Extraordinary long-term trends in daily temperature extremes in station and reanalysis data
Abstract:Properly evaluating temporal changes in the occurrence of extreme high or low temperatures is of key importance for assessing the potential local impacts of ongoing climatic changes and estimating possible future trends. Notably, the applicability of traditional extreme value statistics to non-stationary climate data is often restricted by the available amount of data. As a possible alternative, quantile regression techniques allow estimating temporal trends in arbitrary quantiles of the distribution of observed temperatures. Here, we report corresponding results on the long-term evolution of daily mean, maximum and minimum temperatures from three different sources: a homogeneous set of German station data, the E-OBS gridded data set of European temperatures since 1950, and various global reanalysis data sets.

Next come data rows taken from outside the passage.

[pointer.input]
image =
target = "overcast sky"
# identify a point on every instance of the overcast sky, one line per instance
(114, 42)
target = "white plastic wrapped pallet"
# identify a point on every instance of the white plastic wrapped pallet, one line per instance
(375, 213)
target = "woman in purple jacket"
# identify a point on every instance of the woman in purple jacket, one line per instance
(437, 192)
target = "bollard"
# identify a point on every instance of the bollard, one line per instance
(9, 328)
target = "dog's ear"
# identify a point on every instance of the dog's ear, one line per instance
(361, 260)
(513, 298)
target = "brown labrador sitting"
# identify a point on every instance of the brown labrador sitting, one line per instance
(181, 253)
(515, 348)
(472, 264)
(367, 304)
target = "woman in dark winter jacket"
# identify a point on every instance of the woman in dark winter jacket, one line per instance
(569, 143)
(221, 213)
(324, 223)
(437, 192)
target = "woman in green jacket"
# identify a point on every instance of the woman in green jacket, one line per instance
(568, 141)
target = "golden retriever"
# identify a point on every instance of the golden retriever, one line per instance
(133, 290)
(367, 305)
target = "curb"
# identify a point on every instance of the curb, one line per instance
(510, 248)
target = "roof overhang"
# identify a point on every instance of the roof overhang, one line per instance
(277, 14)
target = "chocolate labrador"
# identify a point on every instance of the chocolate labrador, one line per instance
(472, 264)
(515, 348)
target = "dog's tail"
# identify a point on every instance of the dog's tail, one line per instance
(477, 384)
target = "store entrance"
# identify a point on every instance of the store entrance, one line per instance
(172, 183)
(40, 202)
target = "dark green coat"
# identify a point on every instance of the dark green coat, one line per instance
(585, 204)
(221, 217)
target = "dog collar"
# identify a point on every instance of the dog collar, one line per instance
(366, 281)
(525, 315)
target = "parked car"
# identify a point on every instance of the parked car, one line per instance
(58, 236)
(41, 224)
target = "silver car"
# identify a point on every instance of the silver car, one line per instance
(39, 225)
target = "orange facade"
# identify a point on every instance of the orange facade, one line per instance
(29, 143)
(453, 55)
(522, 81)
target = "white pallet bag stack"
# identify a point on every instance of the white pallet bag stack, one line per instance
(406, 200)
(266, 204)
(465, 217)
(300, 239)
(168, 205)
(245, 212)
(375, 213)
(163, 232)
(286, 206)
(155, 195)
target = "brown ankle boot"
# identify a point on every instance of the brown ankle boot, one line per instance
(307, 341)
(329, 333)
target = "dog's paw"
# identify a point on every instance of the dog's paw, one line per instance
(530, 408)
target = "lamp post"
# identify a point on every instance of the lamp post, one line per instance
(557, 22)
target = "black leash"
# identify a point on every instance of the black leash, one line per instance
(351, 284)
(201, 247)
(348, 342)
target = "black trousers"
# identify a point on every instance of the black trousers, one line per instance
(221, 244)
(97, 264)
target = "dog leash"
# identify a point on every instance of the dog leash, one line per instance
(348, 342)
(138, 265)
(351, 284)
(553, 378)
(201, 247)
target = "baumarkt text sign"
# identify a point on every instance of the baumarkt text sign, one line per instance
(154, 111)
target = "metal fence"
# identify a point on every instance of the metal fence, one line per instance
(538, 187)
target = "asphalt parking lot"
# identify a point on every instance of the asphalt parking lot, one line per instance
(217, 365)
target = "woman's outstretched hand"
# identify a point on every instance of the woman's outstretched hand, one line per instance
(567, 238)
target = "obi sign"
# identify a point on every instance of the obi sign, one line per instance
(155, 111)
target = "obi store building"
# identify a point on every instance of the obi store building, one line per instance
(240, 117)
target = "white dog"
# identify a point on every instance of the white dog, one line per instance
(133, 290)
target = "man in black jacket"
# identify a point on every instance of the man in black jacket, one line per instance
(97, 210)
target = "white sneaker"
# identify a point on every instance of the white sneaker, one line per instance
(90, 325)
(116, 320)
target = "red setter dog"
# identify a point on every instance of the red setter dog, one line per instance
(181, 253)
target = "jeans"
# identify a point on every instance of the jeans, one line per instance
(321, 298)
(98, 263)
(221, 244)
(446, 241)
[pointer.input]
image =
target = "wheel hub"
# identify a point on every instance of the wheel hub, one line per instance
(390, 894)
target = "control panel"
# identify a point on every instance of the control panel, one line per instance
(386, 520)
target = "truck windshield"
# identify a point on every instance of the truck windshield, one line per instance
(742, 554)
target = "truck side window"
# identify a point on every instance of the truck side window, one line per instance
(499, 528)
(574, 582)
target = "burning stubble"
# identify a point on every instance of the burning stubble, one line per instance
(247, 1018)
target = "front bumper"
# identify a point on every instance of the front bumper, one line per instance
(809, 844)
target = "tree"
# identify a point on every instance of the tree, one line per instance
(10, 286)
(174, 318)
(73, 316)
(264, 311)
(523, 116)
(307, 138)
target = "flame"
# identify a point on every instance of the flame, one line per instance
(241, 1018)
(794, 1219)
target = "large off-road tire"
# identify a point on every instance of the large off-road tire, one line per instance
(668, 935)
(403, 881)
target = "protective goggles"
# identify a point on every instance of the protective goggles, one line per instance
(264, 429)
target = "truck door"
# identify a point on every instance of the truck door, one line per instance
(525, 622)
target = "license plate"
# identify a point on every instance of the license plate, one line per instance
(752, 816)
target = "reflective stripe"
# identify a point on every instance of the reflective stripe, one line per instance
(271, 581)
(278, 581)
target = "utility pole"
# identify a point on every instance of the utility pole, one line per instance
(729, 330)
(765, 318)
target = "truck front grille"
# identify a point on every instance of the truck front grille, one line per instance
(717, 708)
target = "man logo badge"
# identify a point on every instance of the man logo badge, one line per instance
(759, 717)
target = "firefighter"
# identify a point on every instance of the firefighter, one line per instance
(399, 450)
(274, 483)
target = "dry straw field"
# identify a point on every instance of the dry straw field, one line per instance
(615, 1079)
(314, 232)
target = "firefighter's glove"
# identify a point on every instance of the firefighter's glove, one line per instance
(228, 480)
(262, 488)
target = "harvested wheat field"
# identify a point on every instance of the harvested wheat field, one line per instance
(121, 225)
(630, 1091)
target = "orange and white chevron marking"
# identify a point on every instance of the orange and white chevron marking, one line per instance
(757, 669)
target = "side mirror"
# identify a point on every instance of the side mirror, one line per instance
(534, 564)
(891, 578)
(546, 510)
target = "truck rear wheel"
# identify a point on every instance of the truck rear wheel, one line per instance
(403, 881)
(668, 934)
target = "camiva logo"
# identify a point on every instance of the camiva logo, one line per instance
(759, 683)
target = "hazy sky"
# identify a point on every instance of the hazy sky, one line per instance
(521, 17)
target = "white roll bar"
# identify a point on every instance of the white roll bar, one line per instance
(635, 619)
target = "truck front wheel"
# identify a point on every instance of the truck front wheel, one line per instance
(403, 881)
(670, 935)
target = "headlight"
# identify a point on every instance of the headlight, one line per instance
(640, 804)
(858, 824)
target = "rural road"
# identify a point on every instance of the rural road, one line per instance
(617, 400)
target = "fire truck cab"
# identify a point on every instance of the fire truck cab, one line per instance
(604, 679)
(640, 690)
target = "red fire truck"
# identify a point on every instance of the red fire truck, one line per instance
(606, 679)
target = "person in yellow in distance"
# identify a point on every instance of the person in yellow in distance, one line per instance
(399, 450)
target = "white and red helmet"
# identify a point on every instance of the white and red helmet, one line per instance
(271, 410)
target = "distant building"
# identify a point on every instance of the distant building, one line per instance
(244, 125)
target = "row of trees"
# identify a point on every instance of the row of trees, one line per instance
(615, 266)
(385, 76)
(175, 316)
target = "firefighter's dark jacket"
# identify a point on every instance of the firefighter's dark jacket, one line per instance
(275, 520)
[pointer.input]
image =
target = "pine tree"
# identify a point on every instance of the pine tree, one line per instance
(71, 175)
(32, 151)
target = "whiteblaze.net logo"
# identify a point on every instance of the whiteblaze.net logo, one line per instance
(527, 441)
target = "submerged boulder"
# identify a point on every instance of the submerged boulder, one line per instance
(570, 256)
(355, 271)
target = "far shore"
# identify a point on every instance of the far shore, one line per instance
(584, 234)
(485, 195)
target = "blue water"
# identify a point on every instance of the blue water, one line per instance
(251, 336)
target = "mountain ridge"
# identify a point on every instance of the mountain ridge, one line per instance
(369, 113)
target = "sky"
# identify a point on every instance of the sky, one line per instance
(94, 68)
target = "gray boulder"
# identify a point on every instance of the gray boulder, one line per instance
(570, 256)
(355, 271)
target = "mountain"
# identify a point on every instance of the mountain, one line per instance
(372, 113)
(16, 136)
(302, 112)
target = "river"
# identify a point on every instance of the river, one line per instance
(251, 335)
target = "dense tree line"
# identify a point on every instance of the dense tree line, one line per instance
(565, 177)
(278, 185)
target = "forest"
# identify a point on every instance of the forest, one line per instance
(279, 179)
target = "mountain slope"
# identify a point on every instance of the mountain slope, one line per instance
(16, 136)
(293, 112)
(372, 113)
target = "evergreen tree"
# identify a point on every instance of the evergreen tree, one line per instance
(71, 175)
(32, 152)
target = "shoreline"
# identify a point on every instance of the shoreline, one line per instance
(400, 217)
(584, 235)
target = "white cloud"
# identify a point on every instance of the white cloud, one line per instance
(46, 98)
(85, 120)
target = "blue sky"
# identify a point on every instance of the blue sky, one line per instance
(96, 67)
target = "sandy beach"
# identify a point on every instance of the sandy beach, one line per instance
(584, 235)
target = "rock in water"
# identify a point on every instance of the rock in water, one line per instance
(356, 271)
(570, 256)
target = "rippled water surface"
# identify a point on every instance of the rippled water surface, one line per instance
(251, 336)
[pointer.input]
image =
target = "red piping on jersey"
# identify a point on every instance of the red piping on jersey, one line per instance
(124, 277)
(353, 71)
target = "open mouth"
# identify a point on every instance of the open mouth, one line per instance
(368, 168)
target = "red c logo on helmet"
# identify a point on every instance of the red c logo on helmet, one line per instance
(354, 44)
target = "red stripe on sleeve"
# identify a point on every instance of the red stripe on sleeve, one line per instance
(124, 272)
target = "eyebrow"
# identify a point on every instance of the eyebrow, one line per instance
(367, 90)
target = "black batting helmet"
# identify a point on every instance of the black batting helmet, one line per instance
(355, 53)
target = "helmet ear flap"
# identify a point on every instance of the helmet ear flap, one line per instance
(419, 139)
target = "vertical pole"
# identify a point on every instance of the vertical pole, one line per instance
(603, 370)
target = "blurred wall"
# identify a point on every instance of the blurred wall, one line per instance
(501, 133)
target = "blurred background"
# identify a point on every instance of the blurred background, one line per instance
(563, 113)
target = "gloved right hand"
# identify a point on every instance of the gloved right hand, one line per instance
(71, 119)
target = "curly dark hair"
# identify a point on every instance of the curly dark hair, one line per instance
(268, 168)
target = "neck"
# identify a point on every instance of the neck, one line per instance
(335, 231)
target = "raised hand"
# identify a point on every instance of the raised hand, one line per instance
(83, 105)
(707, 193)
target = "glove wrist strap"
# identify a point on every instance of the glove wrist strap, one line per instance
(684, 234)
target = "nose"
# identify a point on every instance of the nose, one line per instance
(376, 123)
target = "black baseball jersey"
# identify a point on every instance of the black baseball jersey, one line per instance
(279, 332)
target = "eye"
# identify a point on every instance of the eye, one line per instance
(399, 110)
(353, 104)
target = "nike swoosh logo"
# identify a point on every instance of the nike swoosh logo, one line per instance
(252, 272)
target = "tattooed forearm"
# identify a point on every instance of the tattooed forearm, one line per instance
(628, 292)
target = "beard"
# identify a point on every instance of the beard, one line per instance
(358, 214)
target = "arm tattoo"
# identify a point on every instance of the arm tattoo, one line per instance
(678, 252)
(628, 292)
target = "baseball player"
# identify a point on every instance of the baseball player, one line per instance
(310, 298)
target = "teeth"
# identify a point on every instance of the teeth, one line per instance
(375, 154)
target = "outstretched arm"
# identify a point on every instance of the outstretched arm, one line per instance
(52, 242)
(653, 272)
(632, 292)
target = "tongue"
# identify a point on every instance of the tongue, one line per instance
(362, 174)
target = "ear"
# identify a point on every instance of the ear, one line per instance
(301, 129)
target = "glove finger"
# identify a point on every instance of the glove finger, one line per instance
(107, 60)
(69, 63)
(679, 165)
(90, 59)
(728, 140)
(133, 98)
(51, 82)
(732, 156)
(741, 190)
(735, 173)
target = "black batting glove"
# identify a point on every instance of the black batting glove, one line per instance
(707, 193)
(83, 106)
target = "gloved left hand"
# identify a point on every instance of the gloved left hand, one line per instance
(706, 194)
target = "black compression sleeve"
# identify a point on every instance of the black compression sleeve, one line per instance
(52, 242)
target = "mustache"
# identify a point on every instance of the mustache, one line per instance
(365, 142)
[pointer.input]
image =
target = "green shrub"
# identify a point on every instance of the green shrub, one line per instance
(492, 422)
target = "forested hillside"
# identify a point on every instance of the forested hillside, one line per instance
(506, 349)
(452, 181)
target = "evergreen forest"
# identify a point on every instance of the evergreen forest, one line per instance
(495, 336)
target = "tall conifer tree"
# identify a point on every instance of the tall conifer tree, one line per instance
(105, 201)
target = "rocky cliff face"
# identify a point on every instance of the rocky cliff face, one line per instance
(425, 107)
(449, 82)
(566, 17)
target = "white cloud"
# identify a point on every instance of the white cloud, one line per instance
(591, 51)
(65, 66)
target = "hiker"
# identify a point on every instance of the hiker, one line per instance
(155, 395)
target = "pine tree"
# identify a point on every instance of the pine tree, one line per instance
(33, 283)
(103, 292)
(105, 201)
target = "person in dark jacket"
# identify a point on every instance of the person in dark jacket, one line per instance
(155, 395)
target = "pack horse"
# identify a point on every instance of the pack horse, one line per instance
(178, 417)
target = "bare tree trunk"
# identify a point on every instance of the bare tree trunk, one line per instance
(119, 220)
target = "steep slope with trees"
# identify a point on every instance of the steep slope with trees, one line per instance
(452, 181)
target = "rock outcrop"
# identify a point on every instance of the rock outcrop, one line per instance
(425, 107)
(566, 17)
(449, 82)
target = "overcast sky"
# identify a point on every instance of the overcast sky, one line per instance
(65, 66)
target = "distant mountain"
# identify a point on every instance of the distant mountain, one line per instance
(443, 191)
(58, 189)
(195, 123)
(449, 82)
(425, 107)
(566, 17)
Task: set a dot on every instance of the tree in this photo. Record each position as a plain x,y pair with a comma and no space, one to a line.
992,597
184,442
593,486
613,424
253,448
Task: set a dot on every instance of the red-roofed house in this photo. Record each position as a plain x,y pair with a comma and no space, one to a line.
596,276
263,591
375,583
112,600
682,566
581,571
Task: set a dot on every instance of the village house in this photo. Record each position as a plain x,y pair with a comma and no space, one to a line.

At the scale of individual meteorological stations across Germany, the obtained trends in very high and low quantiles reveal an extraordinary increase of high temperature extremes since the 1950s, which significantly exceeds the mean warming. In order to further assess the robustness of these results, we compare the trend values for linear and nonlinear (spline-based) quantile trends with those obtained from (linearly) time-dependent extreme value analysis and find reasonable mutual agreement in the observed mean trends. The obtained spatial patterns of trend values reveal seasonally different regionalized effects related to changes in the predominance of coastal vs. continental climatology, local geographical factors and the distribution of potential urban heat islands.
For the gridded data sets, linear quantile regression provides a full picture of (seasonal) trends in daily surface air temperature extremes across the globe. The obtained results are largely consistent among different data sets in regions with good coverage by meteorological stations, but display marked differences in poorly covered regions, expecially around the poles and within large deserts. Notably, the observed differences originate mainly from time periods without available remote sensing data, whereas the estimated trend values converge when taking only the last about 35 years into account, providing additional confidence in the robustness of the observed trends.